No doubt you could find official Intel documentation on the web with similar information, such as the "8086/8088 User's Manual: Programmer's and Hardware Reference".
For your specific question, the table below gives a comparison that indicates the latter is better (less cycles, and same space):
Instructions
Clock cycles
Bytes
xor ax, axinc ax
33---6
21---3
mov ax, 1
4
3
But you might want to talk to your educational institute about this guy. A 10% penalty for a simple thing like that seems quite harsh. You should ask what should be done in the case where you have two possibilities, one faster and one shorter.
Then, once they've admitted that there are different ways to optimise code depending on what you're trying to achieve, tell them that what you're trying to do is optimise for readability and maintainability, and seriously couldn't give a damn about a wasted cycle or byte here or there(1).
Optimisation is something you generally do if and when you have a performance problem, after a piece of code is in a near-complete state - it's almost always wasted effort when the code is still subject to a not-insignificant likelihood of change.
For what it's worth, sub ax,ax appears to be on par with xor ax,ax in terms of clock cycles and size, so maybe you could throw that into the mix next time to cause him some more work.

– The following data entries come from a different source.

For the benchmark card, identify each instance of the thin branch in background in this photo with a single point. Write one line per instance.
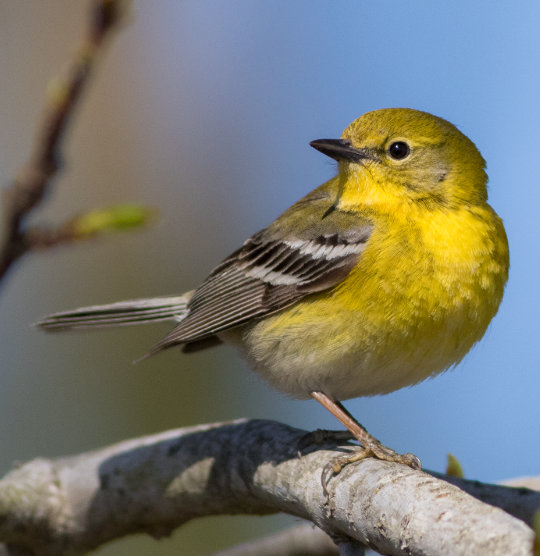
(34, 178)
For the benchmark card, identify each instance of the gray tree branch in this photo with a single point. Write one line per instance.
(156, 483)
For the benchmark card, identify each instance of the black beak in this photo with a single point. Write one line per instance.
(340, 149)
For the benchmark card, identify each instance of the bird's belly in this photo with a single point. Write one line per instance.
(396, 328)
(389, 339)
(348, 362)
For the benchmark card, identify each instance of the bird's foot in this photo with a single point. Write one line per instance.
(321, 437)
(371, 448)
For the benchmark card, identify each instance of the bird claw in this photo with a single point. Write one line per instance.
(320, 437)
(374, 450)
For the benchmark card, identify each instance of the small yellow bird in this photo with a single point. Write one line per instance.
(383, 276)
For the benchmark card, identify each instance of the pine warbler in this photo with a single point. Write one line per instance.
(383, 276)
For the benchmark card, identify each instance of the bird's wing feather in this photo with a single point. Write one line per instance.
(272, 271)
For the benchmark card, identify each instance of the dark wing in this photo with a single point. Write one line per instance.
(265, 275)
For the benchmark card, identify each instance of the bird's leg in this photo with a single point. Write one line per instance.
(371, 447)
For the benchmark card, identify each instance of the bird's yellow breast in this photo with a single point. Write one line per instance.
(423, 293)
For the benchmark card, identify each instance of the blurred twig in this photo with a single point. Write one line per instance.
(33, 179)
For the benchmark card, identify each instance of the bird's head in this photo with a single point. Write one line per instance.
(398, 154)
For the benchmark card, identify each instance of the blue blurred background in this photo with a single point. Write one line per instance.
(204, 109)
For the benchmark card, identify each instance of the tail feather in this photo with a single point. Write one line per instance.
(122, 313)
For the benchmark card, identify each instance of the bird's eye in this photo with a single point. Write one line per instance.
(399, 150)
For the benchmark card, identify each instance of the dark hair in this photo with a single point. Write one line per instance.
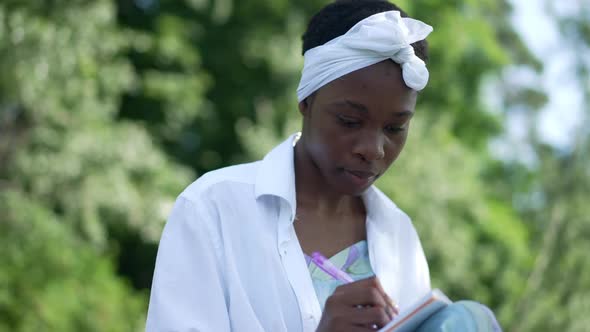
(338, 17)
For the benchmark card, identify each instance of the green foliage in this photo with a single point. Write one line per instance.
(52, 281)
(108, 109)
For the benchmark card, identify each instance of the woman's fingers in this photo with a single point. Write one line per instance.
(361, 305)
(370, 316)
(366, 292)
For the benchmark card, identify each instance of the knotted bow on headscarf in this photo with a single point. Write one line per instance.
(382, 36)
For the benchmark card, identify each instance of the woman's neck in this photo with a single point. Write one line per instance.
(315, 195)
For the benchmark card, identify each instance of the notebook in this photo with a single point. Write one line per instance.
(410, 318)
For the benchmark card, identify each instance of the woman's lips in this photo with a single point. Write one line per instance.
(360, 178)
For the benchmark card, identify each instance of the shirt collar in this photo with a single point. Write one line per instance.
(276, 175)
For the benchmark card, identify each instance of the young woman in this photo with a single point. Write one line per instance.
(234, 254)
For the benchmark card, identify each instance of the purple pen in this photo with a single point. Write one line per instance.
(325, 265)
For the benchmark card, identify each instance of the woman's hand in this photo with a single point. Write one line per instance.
(358, 306)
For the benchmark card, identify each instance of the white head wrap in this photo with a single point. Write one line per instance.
(382, 36)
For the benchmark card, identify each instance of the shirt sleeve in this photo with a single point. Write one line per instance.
(188, 292)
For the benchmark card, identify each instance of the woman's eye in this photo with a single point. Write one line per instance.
(348, 122)
(395, 129)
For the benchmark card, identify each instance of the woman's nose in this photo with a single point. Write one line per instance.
(370, 147)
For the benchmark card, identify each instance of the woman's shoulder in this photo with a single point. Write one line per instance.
(222, 181)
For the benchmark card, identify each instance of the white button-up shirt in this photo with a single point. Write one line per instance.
(229, 258)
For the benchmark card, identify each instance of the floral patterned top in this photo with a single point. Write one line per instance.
(353, 260)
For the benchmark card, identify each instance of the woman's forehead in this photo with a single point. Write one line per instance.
(378, 83)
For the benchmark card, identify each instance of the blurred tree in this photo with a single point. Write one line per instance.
(108, 108)
(557, 296)
(74, 178)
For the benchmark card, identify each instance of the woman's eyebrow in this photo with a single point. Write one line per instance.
(363, 109)
(352, 104)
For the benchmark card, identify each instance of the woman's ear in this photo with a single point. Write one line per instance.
(303, 107)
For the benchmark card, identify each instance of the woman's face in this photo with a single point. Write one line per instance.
(356, 126)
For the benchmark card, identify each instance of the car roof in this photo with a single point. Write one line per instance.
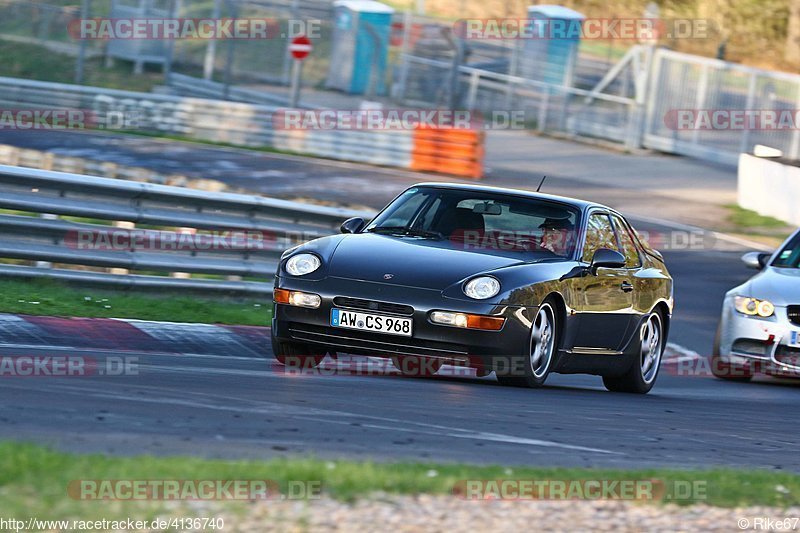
(583, 205)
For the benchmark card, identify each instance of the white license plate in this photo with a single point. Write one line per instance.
(392, 325)
(794, 339)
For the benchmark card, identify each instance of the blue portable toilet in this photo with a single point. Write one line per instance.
(360, 47)
(551, 51)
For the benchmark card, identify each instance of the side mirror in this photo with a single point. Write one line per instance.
(756, 260)
(607, 258)
(352, 225)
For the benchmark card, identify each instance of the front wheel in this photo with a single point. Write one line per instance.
(642, 375)
(542, 351)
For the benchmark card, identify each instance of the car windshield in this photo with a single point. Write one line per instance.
(478, 220)
(790, 255)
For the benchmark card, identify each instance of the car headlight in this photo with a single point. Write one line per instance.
(482, 288)
(754, 306)
(302, 264)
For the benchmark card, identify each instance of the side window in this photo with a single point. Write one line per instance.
(599, 234)
(405, 210)
(629, 250)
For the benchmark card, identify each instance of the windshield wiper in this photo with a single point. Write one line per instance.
(404, 231)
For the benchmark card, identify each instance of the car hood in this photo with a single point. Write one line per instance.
(781, 286)
(412, 262)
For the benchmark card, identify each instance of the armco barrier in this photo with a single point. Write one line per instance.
(219, 121)
(449, 151)
(23, 157)
(770, 187)
(276, 225)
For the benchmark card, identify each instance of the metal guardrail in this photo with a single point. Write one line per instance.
(236, 123)
(166, 213)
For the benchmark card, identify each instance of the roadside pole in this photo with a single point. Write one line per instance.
(300, 48)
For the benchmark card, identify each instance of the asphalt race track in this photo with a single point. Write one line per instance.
(224, 405)
(231, 406)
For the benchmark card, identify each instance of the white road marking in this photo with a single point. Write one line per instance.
(223, 403)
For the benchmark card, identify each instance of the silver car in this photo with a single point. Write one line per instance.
(760, 326)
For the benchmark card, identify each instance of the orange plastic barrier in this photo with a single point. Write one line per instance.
(449, 151)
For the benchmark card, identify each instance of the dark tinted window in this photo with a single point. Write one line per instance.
(626, 240)
(478, 220)
(599, 234)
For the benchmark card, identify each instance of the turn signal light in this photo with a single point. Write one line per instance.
(463, 320)
(297, 298)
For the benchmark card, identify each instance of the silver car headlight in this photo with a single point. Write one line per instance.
(754, 306)
(482, 288)
(302, 264)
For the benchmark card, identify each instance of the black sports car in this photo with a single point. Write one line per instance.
(519, 283)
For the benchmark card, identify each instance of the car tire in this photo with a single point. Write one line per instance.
(723, 369)
(641, 376)
(411, 366)
(295, 356)
(543, 349)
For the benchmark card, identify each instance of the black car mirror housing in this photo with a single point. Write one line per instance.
(352, 225)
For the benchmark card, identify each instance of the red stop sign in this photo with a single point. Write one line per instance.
(300, 47)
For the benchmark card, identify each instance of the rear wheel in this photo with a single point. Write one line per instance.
(542, 351)
(641, 376)
(725, 370)
(295, 355)
(412, 366)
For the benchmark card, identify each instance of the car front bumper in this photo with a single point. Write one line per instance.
(461, 346)
(758, 342)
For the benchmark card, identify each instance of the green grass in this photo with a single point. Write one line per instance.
(37, 63)
(52, 298)
(34, 480)
(746, 219)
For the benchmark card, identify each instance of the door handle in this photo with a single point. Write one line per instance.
(626, 286)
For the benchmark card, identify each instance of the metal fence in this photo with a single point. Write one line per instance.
(632, 104)
(682, 81)
(44, 230)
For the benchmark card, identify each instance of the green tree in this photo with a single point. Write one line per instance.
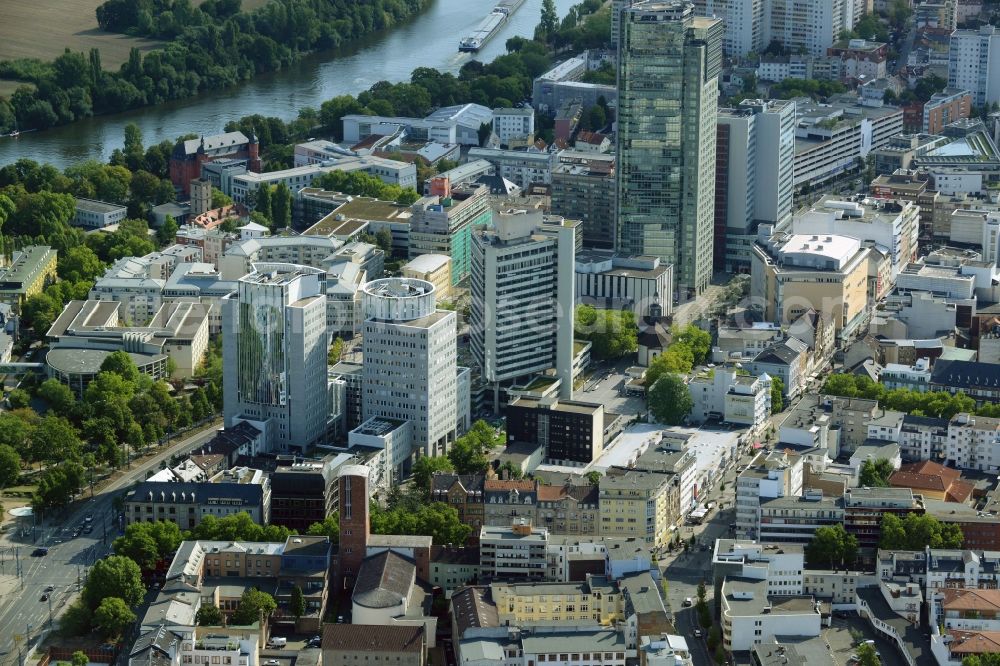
(114, 576)
(467, 456)
(281, 207)
(425, 467)
(209, 615)
(867, 656)
(10, 466)
(777, 395)
(875, 473)
(19, 399)
(669, 399)
(612, 333)
(220, 199)
(832, 546)
(112, 617)
(254, 606)
(297, 604)
(121, 364)
(435, 519)
(695, 339)
(262, 202)
(549, 23)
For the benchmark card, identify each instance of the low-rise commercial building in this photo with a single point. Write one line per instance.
(583, 188)
(92, 214)
(240, 490)
(608, 280)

(1)No, don't really do that , but it's fun to vent occasionally :-)
You're better off with
mov AX,1
on the 8086. If you're tracking register contents, you can possibly do better if you know that, for example, BX already has a 1 in it:
mov AX,BX
or if you know that AH is 0:
mov AL,1
etc.
Depending upon your circumstances, you may be able to get away with ...
sbb ax, ax
The result will either be 0 if the carry flag is not set or -1 if the carry flag is set.

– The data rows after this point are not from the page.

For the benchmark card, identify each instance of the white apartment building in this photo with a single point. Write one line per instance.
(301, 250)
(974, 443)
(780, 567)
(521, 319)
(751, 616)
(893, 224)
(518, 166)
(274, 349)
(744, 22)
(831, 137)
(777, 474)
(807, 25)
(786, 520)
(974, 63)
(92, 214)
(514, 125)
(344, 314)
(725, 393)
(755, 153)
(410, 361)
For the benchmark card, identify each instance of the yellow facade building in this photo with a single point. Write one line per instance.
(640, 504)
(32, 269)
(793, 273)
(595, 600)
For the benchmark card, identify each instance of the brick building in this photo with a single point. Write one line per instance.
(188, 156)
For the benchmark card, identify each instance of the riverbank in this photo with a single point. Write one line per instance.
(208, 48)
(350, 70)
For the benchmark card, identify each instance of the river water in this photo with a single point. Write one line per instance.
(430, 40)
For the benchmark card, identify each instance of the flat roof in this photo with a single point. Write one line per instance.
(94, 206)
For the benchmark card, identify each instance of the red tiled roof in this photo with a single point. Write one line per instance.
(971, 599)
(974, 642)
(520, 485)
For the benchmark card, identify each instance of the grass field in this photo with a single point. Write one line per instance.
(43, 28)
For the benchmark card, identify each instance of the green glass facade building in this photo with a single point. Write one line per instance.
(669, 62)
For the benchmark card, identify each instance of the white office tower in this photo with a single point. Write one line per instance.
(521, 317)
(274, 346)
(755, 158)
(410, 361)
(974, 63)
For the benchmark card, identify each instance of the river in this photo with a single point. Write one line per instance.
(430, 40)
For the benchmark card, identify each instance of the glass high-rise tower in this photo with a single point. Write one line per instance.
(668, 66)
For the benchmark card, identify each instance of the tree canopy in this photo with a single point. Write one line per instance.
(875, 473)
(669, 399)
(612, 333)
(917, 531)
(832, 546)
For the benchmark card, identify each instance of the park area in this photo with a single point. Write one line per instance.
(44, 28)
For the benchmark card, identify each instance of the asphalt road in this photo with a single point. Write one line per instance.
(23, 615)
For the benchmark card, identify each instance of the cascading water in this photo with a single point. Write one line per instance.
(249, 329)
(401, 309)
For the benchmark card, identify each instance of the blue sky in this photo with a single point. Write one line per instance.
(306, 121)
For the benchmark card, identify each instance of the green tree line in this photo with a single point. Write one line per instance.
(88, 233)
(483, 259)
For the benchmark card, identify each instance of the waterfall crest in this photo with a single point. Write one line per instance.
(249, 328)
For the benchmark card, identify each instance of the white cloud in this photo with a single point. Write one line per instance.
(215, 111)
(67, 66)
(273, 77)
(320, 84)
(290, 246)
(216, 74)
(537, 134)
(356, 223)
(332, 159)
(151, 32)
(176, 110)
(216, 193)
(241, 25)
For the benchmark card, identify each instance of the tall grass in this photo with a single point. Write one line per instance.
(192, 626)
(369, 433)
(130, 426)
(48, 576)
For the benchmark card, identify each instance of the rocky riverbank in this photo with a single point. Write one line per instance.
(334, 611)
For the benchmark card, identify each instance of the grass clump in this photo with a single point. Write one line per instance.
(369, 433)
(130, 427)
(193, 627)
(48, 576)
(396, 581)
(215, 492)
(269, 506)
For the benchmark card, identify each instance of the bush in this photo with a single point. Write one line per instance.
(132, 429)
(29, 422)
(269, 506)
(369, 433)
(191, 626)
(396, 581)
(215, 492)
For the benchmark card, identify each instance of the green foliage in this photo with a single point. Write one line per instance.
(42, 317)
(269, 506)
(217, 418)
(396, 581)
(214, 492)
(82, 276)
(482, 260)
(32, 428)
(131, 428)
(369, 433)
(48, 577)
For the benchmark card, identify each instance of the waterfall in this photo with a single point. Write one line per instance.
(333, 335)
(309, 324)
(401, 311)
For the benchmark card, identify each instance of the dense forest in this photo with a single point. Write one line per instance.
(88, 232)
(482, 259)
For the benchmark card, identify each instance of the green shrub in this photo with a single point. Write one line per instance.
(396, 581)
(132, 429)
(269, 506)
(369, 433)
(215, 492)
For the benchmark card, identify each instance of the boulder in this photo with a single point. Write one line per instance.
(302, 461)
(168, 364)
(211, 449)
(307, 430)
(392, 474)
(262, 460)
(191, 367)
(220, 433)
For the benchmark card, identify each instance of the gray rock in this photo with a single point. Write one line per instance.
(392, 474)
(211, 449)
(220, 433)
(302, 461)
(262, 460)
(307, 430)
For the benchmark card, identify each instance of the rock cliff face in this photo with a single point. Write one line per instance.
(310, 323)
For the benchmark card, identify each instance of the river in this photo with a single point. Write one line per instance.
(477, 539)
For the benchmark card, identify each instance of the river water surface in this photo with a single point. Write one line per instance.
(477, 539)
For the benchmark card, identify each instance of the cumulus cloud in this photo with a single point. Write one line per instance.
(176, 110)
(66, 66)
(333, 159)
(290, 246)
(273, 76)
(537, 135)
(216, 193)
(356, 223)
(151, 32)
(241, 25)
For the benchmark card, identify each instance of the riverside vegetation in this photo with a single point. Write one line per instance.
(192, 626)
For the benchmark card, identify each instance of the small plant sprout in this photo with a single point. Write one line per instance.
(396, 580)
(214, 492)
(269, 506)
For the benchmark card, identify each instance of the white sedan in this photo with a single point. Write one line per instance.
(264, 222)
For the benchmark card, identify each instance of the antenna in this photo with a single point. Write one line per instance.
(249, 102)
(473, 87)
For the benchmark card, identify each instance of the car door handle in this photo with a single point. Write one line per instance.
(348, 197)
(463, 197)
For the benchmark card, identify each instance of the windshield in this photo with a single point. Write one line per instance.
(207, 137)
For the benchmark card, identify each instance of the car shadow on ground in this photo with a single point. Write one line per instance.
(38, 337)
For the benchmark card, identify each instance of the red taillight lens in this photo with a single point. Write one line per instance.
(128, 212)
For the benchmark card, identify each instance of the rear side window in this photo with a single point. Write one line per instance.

However, if the above example is not applicable to your situation, I would recommend the
xor ax, ax
inc ax
method. It should satisfy your professor for size. However, if your processor employs any pipe-lining, I would expect there to be some coupling-like delay between the two instructions (I could very well be wrong on that). If such a coupling exists, the speed could be improved slightly by reordering your instructions slightly to have another instruction between them (one that does not use ax).
Hope this helps.
I would use mov [e]ax, 1 under any circumstances. Its encoding is no longer than the hackier xor sequence, and I'm pretty sure it's faster just about anywhere. 8086 is just weird enough to be the exception, and as that thing is so slow, a micro-optimization like this would make most difference. But any where else: executing 2 "easy" instructions will always be slower than executing 1, especially if you consider data hazards and long pipelines. You're trying to read a register in the very next instruction after you modify it, so unless your CPU can bypass the result from stage N of the pipeline (where the xor is executing) to to stage N-1 (where the inc is trying to load the register, never mind adding 1 to its value), you're going to have stalls.
Other things to consider: instruction fetch bandwidth (moot for 16-bit code, both are 3 bytes); mov avoids changing flags (more likely to be useful than forcing them all to zero); depending on what values other registers might hold, you could perhaps do lea ax,[bx+1] (also 3 bytes, even in 32-bit code, no effect on flags); as others have said, sbb ax,ax could work too in circumstances - it's also shorter at 2 bytes.
When faced with these sorts of micro-optimizations you really should measure the alternatives instead of blindly relying even on processor manuals.
P.S. New homework: is xor bx,bx any faster than xor bx,cx (on any processor)?